Lecture 4 - Error and Noise
Caltech's Machine Learning Course - CS 156. Lecture 04 - Error and Noise
In Lecture 04 of the machine learning course, Professor Abu-Mostafa discusses the importance of error and noise in real-life machine learning problems. He explains the concept of nonlinear transformation using the feature space Z, which is essential in preserving linearity in learning. The lecture also covers the components of the supervised learning diagram, emphasizing the importance of error measures in quantifying the performance of the hypothesis. Noisy targets are introduced as a typical component of real-world learning problems, which must be considered when minimizing the in-sample error. The lecture ends with a discussion on the theory of learning and its relevance in evaluating the in-sample error, out-of-sample error, and model complexity.
The professor explains how changes in the probability distribution can affect the learning algorithm and how error measures can differ for different applications. He also discusses the algorithm for linear regression, the use of squared error versus absolute value for error measures in optimization, and the tradeoff between complexity and performance in machine learning models. The professor clarifies the difference between the input space and feature extraction and notes that the theory for how to simultaneously improve generalization and minimize error will be covered in the coming lectures.
Lecture 5 - Training Versus Testing
Caltech's Machine Learning Course - CS 156. Lecture 05 - Training Versus Testing
In Lecture 5 of his course on Learning From Data, Professor Abu-Mostafa discusses the concepts of error and noise in machine learning, the difference between training and testing, and the growth function, which measures the maximum number of dichotomies that can be produced by a hypothesis set for a given number of points. He also introduces the break point, which corresponds to the complexity of a hypothesis set and guarantees a polynomial growth rate in N if it exists, and discusses various examples of hypothesis sets such as positive rays, intervals, and convex sets. The lecture emphasizes the importance of understanding these concepts and their mathematical frameworks in order to fully comprehend the complexity of hypothesis sets and their potential for feasible learning.
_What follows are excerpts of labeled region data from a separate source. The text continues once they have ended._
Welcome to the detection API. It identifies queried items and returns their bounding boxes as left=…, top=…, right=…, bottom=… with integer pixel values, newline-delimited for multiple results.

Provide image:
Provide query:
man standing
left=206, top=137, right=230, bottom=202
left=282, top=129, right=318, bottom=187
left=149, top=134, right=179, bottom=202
The professor covered various topics related to training versus testing. He addressed questions from the audience about non-binary target and hypotheses functions and the tradeoff of shattering points. The professor explained the importance of finding a growth function and why it is preferred over using 2 to the power of N to measure the probability of generalization being high. Additionally, he discussed the relationship between the break point and the learning situation, noting that the existence of the break point means that learning is feasible, while the value of the break point tells us the resources needed to achieve a certain performance. Finally, the professor explained the alternatives to Hoeffding and why he is sticking to it to ensure people become familiar with it.